For the last 13 years, the nationally endangered Southern Brown Bandicoot has been proclaimed with great hype and expectation as a flagship species in the local biosphere region. They were still prevalent on the Mornington Peninsula and in the Frankston area including the Pines. Sadly, because of incompetence and to a degree of unwillingness by DEPI and Parks Victoria, this species has now become totally extinct on the Pen. and in the Frankston area including the Pines.

The Southern Brown Bandicoot Recovery Group (SBBRG) was also not able to arrest this loss. Their current strategies to just provide corridors for them in order to restore them to where they have been lost has also failed. Wildlife corridors are extremely appealing to most people, but there is very little understanding of the many implications and difficulties involved. For example, what fauna species are still there to use them, is the vegetation type suitable along the whole length of it and can the wildlife to use it be properly protected form dogs, foxes, cats and cars etc. And where would such a linkages come from and lead into. Is it worth to construct expensive infrastructures for the animals that may be left in the area.

In one instance, $20m dollars were spent on underpasses in the Pines for the Southern Brown Bandicoot but there were no bandicoots left to use them.

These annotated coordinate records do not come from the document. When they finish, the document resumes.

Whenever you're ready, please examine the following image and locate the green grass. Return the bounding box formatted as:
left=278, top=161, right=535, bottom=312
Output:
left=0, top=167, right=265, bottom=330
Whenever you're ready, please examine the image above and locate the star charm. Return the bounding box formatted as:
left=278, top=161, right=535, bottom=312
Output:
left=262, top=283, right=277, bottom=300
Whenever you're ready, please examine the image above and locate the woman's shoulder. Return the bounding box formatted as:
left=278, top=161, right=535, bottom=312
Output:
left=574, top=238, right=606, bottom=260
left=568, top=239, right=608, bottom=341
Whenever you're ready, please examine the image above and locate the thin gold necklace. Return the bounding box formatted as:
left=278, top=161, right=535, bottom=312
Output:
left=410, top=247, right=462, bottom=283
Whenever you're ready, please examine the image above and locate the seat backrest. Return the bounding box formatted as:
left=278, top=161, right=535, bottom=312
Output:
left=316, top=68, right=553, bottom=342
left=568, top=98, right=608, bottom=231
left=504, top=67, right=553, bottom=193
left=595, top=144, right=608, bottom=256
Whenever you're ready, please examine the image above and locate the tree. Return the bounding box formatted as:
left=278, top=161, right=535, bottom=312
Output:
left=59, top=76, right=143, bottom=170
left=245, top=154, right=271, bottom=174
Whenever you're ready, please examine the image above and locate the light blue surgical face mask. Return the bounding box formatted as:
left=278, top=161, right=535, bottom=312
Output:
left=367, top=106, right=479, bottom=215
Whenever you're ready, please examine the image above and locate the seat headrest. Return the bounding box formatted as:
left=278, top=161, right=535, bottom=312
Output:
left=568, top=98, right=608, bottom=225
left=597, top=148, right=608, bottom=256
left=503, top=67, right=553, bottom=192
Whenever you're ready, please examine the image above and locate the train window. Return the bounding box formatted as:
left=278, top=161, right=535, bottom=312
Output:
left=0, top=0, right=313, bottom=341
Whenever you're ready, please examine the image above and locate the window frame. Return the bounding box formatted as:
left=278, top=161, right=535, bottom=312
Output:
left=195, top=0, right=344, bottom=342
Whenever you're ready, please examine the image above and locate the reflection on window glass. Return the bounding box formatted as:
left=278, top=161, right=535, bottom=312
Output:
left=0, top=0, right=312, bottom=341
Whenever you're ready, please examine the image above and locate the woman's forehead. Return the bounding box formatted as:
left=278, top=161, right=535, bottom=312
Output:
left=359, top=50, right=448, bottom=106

During a recently held Biolink Forum at the RBGC the great enthusiasm and passion for these links has not changed. The SBBRG still insists to just only relay on providing corridors for bandicoots. Some of the proposed corridors are at least ten km in length and without fences to protect the animals from predators.They recommend to use “functional wildlife corridors between state nature reserves and to wildlife corridors in Frankston from the RBGC” but at the same time believe that fencing of the Pines is a lost cause and time could be better spent on other issues. Why then, create a 10 km long corridor from the RBGC to the Pines and to other similar distant places when there is no intention to re-introduce and properly protect bandicoots in the Pines and in those other reserves? When considering that we have dismally failed to protect bandicoots in at least 12 conservation reserves on the Pen. and in Frankston, it begs the question whether they can realistically be expected to just survive in narrow,long and unprotected corridors.

Fortunately, some people of the Natural Resources Conservation League of Victoria agree with me and recommend “Fencing of key nodes looks likely being one of the immediate priorities. This would include the Pines first and foremost”.

If this type of absolute protection for bandicoots is not accepted, then. the other currently recommended strategies of just corridors will create a much greater threat to bandicoots then that of dogs, foxes, cats, cars and developers put together!

As if it could not get worse. There are suggestions to introduce the Eastern Barred Bandicoot onto Churchill Island, French Island, Woodley School Reserve and even onto Quail Island, all being habitat that should be reserved and used for the SBB’s.

It looks like our flagship species, the SBB is now well and truly torpedoed and sunk and the governments at all levels do not seem to care.